そのため、一定時間だけ待ってから処理を行う場合はsetTimeOut
を、一定時間ごとに処理を行う場合はsetInterval
を使うのが適しています。
3. Promiseを使ったsleepの実装
Promiseを使用したsleepの実装は、new Promise
構文を利用して非同期処理を行う方法です。
以下の例では、setTimeout
を使って非同期処理をPromise内で実行し、指定された時間が経過したら処理を完了させます。

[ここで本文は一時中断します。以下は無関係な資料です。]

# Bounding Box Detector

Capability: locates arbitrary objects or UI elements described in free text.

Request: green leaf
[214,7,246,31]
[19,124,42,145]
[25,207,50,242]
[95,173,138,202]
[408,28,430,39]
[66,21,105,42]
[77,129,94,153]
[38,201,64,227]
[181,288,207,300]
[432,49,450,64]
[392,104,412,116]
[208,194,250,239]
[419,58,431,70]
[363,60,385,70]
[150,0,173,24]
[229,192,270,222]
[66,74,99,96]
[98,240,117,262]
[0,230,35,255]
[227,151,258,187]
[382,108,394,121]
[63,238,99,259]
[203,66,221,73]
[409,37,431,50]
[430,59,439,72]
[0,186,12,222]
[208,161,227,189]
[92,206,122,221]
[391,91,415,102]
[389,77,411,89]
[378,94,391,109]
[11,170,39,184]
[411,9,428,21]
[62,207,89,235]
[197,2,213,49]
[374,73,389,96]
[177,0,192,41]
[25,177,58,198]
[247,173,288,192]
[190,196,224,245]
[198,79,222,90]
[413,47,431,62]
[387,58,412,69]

function sleepPromise(ms) {
return new Promise(resolve => setTimeout(resolve, ms));
}
sleepPromise(3000).then(() => {
console.log("3秒後に表示");
});
Promiseを使ったsleepの実装は、setTimeout
を使ったsleepの実装とほぼ同じです。
setTimeout
を使ったsleepの実装では、setTimeout
の第二引数にコールバック関数を渡していましたが、Promiseを使ったsleepの実装では、then
メソッドを使ってコールバック関数を渡しています。
初心者にとって Promise
は少し難しいかもしれませんが、Promise
を使ったsleepの実装は、非同期処理を連鎖させたい場合に便利です。
4. async/awaitを使ったsleepの実装
async/awaitは、非同期処理をより直感的に扱える構文です。
既にsetTimeout
を使ったPromiseベースのsleep関数を定義していますので、それをawait
キーワードとともに使用します。
以下の例では、3秒待ってからメッセージを表示します。
function sleep(ms) {
return new Promise(resolve => setTimeout(resolve, ms));
}
async function demo() {
await sleep(3000);
console.log("3秒後に表示");
}
この例では、await
キーワードを使って3秒待ってからメッセージを表示することができます。
見ていただくと分かる通り Promise
を使ったsleepの実装とほぼ同じですが、await
キーワードを使うことで、より直感的に非同期処理を扱うことができます。
それぞれの実装方法の比較
同じことを実現するために、4つの方法がありますが、それぞれの特徴をまとめると以下のようになります。
setTimeoutの利用
- 特徴: 一定時間後に一度だけ関数を実行
- 使用シーン: 単発の遅延が必要な場合
- メリット: 簡単で理解しやすく、基本的なタイマー機能として使いやすい
- デメリット: 繰り返し処理には向いていない
setIntervalの利用
- 特徴: 定期的に関数を繰り返し実行
- 使用シーン: 一定間隔で繰り返し処理が必要な場合
- メリット: 定期的な処理や、繰り返しのタイマー機能に適している
- デメリット: 停止条件の管理が必要であり、処理が終了したら明示的に停止させる必要がある
Promiseの利用
- 特徴: 非同期処理の成功または失敗を扱う
- 使用シーン: 複数の非同期処理を連鎖させたい場合
- メリット: エラーハンドリングが簡単
- デメリット: 書き方が少し複雑になる
async/awaitの利用
- 特徴: 非同期処理を同期的に書ける
- 使用シーン: 複数の非同期処理を直列に処理したい場合
- メリット: コードが直感的で読みやすい
- デメリット: Promiseと同様に書き方が少し複雑になる
まとめ:初心者におすすめなのは「setTimeout」を使った sleep
JavaScriptで処理を一定時間遅延させる方法はいくつかありますが、初心者にはsetTimeout
を使った方法がおすすめです。
function sleepSetTimeout(ms, callback) {
setTimeout(callback, ms);
}
function demo() {
console.log("処理開始");
sleepSetTimeout(3000, () => console.log("3秒後に表示"));
}
demo();
setTimeout
はコードがシンプルで直感的なため、非同期処理の基本的な概念を理解しやすいです。
この関数は、指定した時間が経過した後に一度だけ特定の処理を実行するため、単純な遅延やタイマーの機能を学ぶのにもおすすめです!
おまけ:1行で書けるsleep関数
setTimeout
を使ったsleep関数は、以下のように1行で書くこともできます。
const sleep = ms => new Promise(resolve => setTimeout(resolve, ms));
この関数は、以下のように使うことができます。
async function demo() {
console.log("処理開始");
await sleep(3000);
console.log("3秒後に表示");
}
この関数は、async/await
を使って非同期処理を同期的に書くことができます。
慣れていないと1行で書かれたコードは読みにくいかもしれませんが、async/await
を使うことで、非同期処理を同期的に書くことができます。
「こういった書き方もあるんだな」ということを知っておくと、より高度なJavaScriptプログラミングを学ぶことができます。